We are approaching the first anniversary of Labour’s 2019 election defeat. The old leadership gave no serious account of why we lost. The new leadership decided – wrongly in my view – to prioritise rebuilding trust over commitment to vision and concrete policies.

But with a Covid-19 vaccine achieved, it is possible to see a route back to real meetings, real conferences and real activism. The next time I go on a doorstep I do not want to be talking about Jeremy Corbyn. I want to be equipped with a concrete political offer. Nor do I want the next physical meeting of my ward to end in rage and walkouts. Nor do I want to waste time at conference on factional manoeuvres. Nor do I want the first post-lockdown demo I attend to be outside Labour HQ. All sides need to de-escalate.

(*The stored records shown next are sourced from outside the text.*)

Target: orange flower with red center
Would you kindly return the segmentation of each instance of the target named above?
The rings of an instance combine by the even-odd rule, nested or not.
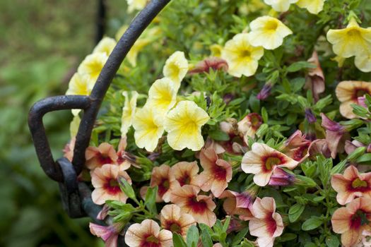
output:
[[[190,185],[176,186],[172,191],[171,202],[178,205],[183,212],[193,216],[198,223],[213,227],[216,216],[213,212],[216,207],[211,195],[199,195],[199,188]]]
[[[346,80],[338,84],[335,90],[340,104],[340,113],[347,119],[357,116],[353,112],[352,104],[358,104],[358,97],[371,95],[371,83],[356,80]]]
[[[371,199],[356,198],[334,212],[332,229],[341,234],[343,246],[351,247],[360,241],[363,231],[371,230],[370,220]]]
[[[196,183],[204,191],[211,191],[213,195],[219,197],[232,179],[232,166],[219,159],[212,148],[201,150],[200,162],[204,171],[196,177]]]
[[[182,213],[180,207],[174,204],[163,207],[160,216],[163,229],[177,232],[184,238],[189,227],[196,225],[196,221],[191,215]]]
[[[359,174],[353,166],[344,171],[344,174],[334,174],[332,188],[338,193],[336,200],[341,205],[351,203],[358,197],[371,198],[371,172]]]
[[[265,186],[269,182],[276,167],[285,167],[290,170],[299,162],[266,144],[255,143],[252,150],[245,154],[241,167],[247,174],[255,174],[254,182]]]
[[[242,220],[249,220],[253,218],[251,210],[254,197],[249,191],[238,193],[224,191],[220,198],[226,198],[223,207],[228,215],[237,215]]]
[[[141,224],[133,224],[125,234],[125,243],[129,247],[172,247],[172,234],[160,230],[152,219],[144,219]]]
[[[252,236],[257,236],[259,247],[272,247],[274,239],[282,234],[282,217],[276,212],[276,202],[272,198],[257,198],[252,205],[254,218],[249,222]]]
[[[113,147],[107,143],[101,143],[97,147],[88,147],[85,152],[86,167],[93,170],[105,164],[117,164],[117,155]]]
[[[106,164],[91,171],[91,183],[95,188],[91,198],[94,203],[102,205],[107,200],[119,200],[123,203],[126,201],[127,196],[119,186],[119,176],[131,183],[128,174],[120,170],[119,167],[116,164]]]
[[[174,186],[175,180],[170,167],[168,165],[164,164],[153,168],[150,186],[158,187],[157,203],[162,201],[168,203],[170,200],[171,189]]]
[[[186,184],[196,186],[194,178],[199,173],[199,170],[196,162],[180,162],[171,167],[171,171],[175,179],[175,183],[180,186]]]

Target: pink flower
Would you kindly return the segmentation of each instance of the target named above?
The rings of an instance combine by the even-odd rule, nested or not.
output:
[[[219,159],[212,148],[201,150],[200,162],[204,171],[196,177],[196,184],[204,191],[211,191],[216,197],[219,197],[232,179],[232,166]]]
[[[255,143],[252,150],[245,154],[241,167],[247,174],[255,174],[254,182],[265,186],[269,182],[276,167],[293,169],[299,162],[266,144]]]
[[[171,202],[178,205],[183,212],[193,216],[198,223],[213,227],[216,215],[213,212],[216,207],[211,195],[199,195],[200,189],[190,185],[176,186],[172,191]]]
[[[101,238],[105,241],[105,247],[117,246],[117,237],[123,228],[124,225],[121,223],[115,223],[107,227],[89,223],[91,234]]]
[[[359,174],[353,166],[344,171],[344,174],[334,174],[332,188],[338,193],[336,200],[341,205],[351,203],[358,197],[371,198],[371,172]]]
[[[341,234],[343,246],[351,247],[360,241],[363,231],[371,229],[370,220],[371,199],[356,198],[334,212],[332,230]]]
[[[276,212],[276,202],[272,198],[257,198],[252,205],[254,218],[249,222],[252,236],[257,236],[259,247],[272,247],[274,239],[282,234],[282,217]]]
[[[190,70],[188,73],[192,75],[195,73],[208,73],[210,69],[213,71],[222,70],[223,71],[227,71],[228,70],[228,64],[224,59],[216,56],[211,56],[196,64],[194,68]]]
[[[326,140],[331,151],[331,156],[335,159],[340,140],[346,132],[346,128],[341,124],[329,119],[323,113],[321,113],[321,116],[322,117],[322,126],[326,129]]]
[[[172,234],[165,229],[160,231],[155,221],[144,219],[129,227],[125,243],[129,247],[172,247]]]
[[[122,171],[116,164],[106,164],[91,171],[91,183],[94,191],[91,197],[94,203],[102,205],[107,200],[116,200],[125,203],[126,195],[119,186],[119,176],[124,178],[129,183],[131,179],[126,171]]]
[[[100,144],[98,147],[88,147],[85,152],[86,167],[93,170],[105,164],[117,164],[117,155],[113,147],[107,143]]]

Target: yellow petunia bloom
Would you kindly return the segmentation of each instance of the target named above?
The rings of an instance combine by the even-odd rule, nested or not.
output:
[[[107,56],[110,56],[116,45],[116,40],[112,37],[105,37],[99,42],[95,48],[93,50],[93,53],[105,53]]]
[[[296,4],[300,8],[307,8],[309,13],[317,15],[324,9],[326,0],[299,0]]]
[[[360,28],[352,18],[346,28],[330,29],[327,32],[327,40],[333,44],[334,52],[344,58],[370,54],[371,28]]]
[[[264,3],[277,12],[286,12],[290,8],[290,5],[297,1],[298,0],[264,0]]]
[[[90,80],[95,81],[107,59],[108,56],[102,52],[88,55],[78,66],[77,72],[88,75]]]
[[[293,34],[293,31],[281,20],[267,16],[259,17],[252,21],[250,28],[250,44],[266,49],[279,47],[283,43],[283,39]]]
[[[88,75],[81,75],[75,73],[69,83],[69,89],[66,92],[66,95],[90,95],[95,80],[92,80]],[[79,109],[72,109],[74,116],[78,114],[81,110]]]
[[[167,113],[165,119],[169,145],[175,150],[185,147],[200,150],[204,144],[201,128],[209,119],[206,112],[193,101],[181,101]]]
[[[147,4],[147,0],[126,0],[129,13],[134,11],[141,11]]]
[[[177,102],[177,91],[174,83],[169,78],[157,80],[151,87],[146,105],[155,112],[165,116]]]
[[[129,128],[133,123],[133,119],[136,108],[136,99],[138,99],[138,92],[131,91],[129,95],[129,92],[122,92],[122,95],[125,97],[125,103],[122,107],[122,116],[121,116],[121,136],[122,138],[126,135]]]
[[[225,43],[222,51],[222,58],[228,64],[228,73],[235,77],[253,76],[258,68],[258,61],[264,54],[263,47],[250,44],[247,33],[235,35]]]
[[[145,148],[147,151],[153,151],[164,131],[163,123],[163,119],[156,114],[151,107],[138,109],[133,119],[136,145]]]
[[[185,58],[184,53],[175,52],[166,60],[163,73],[165,77],[172,80],[175,88],[177,91],[180,88],[180,82],[188,72],[188,61]]]

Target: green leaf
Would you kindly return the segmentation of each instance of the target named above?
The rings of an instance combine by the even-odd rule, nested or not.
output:
[[[292,205],[288,210],[288,219],[291,223],[295,222],[299,219],[302,212],[305,209],[305,205],[296,203]]]
[[[289,73],[297,72],[303,68],[316,68],[315,65],[305,61],[300,61],[291,64],[286,68],[286,71]]]
[[[172,244],[174,247],[188,247],[183,237],[176,232],[172,234]]]
[[[331,235],[326,237],[326,245],[329,247],[338,247],[340,241],[336,236]]]
[[[187,246],[189,247],[197,247],[199,242],[199,229],[196,226],[192,226],[187,233]]]
[[[303,231],[310,231],[315,229],[316,228],[319,227],[323,223],[322,219],[319,219],[317,217],[312,217],[310,219],[307,219],[302,223],[302,230]]]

The Labour Party is the only vehicle the British working class owns that can form a UK-wide government and deliver social justice. The task of the left within it is to mobilise people to fight capitalism, resist the fossil-fuel lobby, expose the Tory deportation scandals, support the Grenfell victims and much else. 

The art of doing so is learning how to coexist with people who like capitalism better than we do, and want gradual change. They’re called social democrats, and as we found on the doorstep, there’s a lot of them.